The end result is 25% faster. Since the heuristic is tied to the image contents, the performance impact will depend on the image.

Code Elapsed microseconds
`median_local_threshold3(IMAGE, 11, 10)` 6,381
`median_local_threshold4(IMAGE, 11, 10)` 4,920

## The big picture

Here’s a performance comparison of all the versions of the code:

Code Elapsed microseconds
`skimage_median_local_threshold(IMAGE, 11, 10)` 76,213
`median_local_threshold1(IMAGE, 11, 10)` 86,494
`median_local_threshold2(IMAGE, 11, 10)` 17,145
`median_local_threshold3(IMAGE, 11, 10)` 6,398
`median_local_threshold4(IMAGE, 11, 10)` 4,925

Let’s go over the steps we went through:

1. Switch to a compiled language: this gives us more control.
2. Reimplement the algorithm taking advantage of constrained requirements: our median only needed to handle `uint8`, so a histogram was a reasonable solution.
3. Reuse previous calculations to prevent repetition: our histogram for the neighborhood of a pixel is quite similar to that of the previous pixel.

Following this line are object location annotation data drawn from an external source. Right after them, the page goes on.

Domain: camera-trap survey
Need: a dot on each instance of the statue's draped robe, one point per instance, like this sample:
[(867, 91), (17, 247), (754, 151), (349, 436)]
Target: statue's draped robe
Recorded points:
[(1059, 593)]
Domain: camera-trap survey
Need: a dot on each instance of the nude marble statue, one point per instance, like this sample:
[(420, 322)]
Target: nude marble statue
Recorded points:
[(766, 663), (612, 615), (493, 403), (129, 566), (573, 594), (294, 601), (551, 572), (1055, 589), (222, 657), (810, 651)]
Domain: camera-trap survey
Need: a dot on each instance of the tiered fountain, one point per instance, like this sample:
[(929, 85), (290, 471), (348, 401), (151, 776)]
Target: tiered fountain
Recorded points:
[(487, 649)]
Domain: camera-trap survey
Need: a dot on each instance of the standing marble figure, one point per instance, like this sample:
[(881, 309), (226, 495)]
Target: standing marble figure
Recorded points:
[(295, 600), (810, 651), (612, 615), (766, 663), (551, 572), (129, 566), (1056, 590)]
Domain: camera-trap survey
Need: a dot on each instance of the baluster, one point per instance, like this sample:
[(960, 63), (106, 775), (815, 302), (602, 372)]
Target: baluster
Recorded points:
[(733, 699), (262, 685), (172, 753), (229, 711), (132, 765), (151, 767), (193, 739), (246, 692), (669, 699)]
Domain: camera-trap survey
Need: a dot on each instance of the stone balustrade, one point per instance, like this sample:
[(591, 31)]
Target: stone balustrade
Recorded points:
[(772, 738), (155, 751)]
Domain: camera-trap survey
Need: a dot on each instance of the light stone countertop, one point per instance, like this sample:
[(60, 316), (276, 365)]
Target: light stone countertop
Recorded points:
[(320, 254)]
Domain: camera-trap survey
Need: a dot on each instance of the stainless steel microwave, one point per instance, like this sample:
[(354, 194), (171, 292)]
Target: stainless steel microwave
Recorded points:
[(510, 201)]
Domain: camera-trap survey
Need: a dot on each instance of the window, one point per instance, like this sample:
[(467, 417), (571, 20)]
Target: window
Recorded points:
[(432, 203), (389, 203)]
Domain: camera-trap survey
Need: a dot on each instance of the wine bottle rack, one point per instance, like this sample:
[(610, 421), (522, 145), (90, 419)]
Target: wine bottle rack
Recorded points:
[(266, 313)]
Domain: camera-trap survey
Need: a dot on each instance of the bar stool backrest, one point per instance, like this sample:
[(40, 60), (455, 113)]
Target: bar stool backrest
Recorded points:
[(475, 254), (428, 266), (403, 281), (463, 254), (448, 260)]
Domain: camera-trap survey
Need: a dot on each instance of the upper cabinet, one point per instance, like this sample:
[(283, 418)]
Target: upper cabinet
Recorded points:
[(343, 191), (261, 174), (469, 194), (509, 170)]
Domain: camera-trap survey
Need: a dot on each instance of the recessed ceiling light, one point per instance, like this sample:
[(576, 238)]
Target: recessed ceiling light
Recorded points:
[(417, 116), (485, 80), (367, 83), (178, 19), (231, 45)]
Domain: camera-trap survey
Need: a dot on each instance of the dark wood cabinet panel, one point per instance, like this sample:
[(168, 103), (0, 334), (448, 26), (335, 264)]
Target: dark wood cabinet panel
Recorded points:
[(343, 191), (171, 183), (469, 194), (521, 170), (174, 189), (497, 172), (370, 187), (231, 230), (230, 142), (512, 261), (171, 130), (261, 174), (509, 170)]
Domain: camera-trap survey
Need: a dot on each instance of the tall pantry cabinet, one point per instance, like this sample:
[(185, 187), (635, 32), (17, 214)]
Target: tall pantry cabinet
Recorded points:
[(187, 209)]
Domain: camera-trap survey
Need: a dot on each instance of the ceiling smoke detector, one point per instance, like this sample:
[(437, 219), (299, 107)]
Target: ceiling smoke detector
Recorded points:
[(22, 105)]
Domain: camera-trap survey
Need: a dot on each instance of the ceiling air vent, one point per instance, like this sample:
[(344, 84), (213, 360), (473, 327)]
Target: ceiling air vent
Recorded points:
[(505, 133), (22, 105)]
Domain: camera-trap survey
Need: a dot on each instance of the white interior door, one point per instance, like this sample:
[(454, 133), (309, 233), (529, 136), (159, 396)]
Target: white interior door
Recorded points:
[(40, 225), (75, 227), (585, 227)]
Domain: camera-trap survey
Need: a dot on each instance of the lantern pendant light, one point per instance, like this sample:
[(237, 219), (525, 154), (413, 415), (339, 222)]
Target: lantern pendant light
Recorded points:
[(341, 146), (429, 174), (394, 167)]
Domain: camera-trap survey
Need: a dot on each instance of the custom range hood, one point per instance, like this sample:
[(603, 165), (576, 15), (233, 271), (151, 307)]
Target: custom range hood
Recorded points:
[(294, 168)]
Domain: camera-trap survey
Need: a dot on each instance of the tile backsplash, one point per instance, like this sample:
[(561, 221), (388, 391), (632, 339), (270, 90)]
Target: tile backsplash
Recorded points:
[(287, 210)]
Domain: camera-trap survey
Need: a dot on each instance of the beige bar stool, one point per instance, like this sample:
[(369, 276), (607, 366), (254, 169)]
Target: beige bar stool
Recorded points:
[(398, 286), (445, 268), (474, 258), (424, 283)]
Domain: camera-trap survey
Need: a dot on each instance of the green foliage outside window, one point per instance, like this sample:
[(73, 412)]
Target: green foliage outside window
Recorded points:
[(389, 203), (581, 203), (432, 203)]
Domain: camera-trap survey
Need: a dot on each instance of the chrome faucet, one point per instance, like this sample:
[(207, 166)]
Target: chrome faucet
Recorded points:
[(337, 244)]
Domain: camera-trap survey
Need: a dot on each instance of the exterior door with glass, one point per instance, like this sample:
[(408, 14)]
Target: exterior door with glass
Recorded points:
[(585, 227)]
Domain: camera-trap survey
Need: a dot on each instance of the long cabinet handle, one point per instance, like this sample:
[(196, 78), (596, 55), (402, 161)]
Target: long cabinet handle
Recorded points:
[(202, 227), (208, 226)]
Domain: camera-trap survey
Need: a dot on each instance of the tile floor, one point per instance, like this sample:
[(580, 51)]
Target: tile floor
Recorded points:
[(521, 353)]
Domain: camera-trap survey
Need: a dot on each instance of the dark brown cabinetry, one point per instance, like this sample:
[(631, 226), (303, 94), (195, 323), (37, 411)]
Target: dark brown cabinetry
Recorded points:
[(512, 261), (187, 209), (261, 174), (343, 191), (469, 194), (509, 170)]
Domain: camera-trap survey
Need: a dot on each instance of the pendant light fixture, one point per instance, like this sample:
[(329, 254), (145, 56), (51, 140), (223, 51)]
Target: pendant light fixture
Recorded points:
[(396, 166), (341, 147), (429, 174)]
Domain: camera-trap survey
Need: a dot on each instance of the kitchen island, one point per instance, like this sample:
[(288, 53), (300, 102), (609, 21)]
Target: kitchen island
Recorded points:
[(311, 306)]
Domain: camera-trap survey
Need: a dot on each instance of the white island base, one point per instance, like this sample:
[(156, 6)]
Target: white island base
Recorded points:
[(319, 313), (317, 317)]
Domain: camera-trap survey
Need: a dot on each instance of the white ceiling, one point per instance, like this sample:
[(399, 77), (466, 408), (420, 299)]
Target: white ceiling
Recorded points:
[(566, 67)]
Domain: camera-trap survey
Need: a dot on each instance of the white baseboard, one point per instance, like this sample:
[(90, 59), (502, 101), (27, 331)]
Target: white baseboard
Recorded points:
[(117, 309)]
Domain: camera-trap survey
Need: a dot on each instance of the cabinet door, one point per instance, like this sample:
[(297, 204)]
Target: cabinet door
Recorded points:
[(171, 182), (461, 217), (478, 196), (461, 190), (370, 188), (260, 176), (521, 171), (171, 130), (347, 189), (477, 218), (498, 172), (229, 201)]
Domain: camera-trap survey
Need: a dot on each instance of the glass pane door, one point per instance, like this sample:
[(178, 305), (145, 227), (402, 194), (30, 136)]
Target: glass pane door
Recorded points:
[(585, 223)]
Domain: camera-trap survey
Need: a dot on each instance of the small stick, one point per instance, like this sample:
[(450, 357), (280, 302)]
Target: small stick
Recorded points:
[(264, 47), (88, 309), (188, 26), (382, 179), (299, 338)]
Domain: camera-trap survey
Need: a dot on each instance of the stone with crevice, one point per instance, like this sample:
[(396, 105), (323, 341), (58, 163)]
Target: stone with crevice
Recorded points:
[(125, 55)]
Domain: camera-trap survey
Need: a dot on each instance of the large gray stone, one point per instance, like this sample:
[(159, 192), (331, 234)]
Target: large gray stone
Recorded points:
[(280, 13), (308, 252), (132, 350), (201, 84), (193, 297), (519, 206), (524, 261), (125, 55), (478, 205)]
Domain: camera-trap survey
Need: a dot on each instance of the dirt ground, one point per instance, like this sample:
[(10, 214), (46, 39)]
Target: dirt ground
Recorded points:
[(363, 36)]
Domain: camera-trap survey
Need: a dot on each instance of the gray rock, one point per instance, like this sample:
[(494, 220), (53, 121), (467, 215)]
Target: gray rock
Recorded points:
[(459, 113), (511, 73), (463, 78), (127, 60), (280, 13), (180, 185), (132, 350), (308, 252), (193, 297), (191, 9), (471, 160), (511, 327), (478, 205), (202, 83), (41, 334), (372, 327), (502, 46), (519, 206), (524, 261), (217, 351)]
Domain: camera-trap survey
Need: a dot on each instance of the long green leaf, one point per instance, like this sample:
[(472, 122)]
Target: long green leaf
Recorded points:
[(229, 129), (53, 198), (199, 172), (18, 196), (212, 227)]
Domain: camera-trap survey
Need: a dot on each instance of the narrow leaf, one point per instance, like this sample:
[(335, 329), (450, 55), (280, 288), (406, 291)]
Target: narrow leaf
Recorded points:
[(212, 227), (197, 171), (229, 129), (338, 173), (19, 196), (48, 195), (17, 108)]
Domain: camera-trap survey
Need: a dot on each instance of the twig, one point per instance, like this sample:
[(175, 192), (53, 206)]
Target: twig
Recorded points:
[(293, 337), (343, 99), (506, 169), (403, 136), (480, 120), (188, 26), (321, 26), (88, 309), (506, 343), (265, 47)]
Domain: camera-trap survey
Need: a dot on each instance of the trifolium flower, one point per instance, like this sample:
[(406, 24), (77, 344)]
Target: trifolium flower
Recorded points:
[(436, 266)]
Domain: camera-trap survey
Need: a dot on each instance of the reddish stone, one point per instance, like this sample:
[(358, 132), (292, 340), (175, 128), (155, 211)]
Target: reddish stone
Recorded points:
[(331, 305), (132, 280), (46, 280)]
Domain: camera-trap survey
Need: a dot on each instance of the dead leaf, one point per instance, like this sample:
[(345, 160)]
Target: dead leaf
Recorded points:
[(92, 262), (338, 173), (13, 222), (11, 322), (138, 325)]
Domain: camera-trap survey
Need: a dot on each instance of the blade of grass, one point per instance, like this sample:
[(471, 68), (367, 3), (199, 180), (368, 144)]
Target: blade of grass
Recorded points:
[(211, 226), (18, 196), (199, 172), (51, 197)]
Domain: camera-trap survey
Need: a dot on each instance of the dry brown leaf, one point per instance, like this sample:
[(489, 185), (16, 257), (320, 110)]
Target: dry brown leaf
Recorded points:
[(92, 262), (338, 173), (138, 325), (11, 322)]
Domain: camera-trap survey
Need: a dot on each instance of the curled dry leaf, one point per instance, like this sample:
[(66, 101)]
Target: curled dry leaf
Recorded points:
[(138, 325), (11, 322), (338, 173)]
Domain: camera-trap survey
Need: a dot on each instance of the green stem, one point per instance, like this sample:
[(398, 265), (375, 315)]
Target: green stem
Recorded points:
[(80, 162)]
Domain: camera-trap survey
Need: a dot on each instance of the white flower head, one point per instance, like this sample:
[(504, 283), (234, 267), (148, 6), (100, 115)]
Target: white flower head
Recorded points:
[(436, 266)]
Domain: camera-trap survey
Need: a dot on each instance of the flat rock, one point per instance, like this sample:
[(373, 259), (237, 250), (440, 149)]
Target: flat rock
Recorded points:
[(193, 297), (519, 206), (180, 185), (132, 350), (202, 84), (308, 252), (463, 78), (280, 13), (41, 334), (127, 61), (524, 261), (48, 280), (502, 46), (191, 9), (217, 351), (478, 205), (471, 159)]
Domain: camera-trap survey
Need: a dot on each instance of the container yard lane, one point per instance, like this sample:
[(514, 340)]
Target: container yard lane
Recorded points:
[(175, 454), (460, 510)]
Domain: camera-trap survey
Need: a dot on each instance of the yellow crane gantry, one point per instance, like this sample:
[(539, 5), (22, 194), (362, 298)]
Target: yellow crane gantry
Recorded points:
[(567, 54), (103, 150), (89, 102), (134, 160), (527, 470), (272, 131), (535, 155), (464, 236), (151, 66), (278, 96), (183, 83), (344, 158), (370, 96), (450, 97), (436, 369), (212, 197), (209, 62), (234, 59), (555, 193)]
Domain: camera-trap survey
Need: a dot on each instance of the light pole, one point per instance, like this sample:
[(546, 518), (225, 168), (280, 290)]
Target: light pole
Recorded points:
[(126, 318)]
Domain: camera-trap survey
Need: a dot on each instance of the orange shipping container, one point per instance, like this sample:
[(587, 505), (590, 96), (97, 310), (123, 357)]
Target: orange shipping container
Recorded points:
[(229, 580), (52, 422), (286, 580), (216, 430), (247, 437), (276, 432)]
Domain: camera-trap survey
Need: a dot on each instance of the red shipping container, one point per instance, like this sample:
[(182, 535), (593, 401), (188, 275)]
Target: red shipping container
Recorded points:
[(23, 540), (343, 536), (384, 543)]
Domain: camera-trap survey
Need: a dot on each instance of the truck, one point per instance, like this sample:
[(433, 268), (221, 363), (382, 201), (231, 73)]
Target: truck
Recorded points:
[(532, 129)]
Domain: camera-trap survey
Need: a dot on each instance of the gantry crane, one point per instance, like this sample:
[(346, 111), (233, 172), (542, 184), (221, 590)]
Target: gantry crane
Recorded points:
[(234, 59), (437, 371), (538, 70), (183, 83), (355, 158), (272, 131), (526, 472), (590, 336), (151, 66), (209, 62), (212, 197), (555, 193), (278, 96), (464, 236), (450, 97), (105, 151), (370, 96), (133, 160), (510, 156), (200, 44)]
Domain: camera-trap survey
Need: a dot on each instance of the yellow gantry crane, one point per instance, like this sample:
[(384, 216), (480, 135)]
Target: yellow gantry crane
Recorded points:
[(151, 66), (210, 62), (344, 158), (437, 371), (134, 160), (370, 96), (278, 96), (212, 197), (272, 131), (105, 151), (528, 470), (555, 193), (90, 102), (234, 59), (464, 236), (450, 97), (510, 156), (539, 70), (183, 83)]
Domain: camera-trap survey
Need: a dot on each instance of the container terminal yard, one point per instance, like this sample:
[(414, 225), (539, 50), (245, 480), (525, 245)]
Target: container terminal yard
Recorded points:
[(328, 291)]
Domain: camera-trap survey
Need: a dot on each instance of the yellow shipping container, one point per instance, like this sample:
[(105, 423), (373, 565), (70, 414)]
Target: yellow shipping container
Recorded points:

This means we can reuse some of the calculations.
4. Adaptively tweak the algorithm at runtime: as we run on an actual image, we use what we’ve learned up to this point to hopefully run faster later on. The decision from which side of the histogram to start is arbirary in general. But in this specific algorithm, the overlapping pixel neighborhoods mean we can make a reasonable guess.

This process demonstrates part of why generic libraries may be slower than custom code you write for your particular use case and your particular data.

## Next steps

What else can you do to speed up this algorithm? Here are some ideas:

• There may be a faster alternative to histogram-based medians.
• We’re not fully taking advantage of histogram overlap; there’s also overlap between rows.
• The cumulative sum in the histogram doesn’t benefit from instruction-level parallelism or SIMD. It’s possible that using one of those would result in faster results even if it uses more instructions.
• So far the code has only used a single CPU. Given each row is calculated independently, parallelism would probably work well if done in horizontal stripes, probably taller than one pixel so as to maximize utilization of memory caches.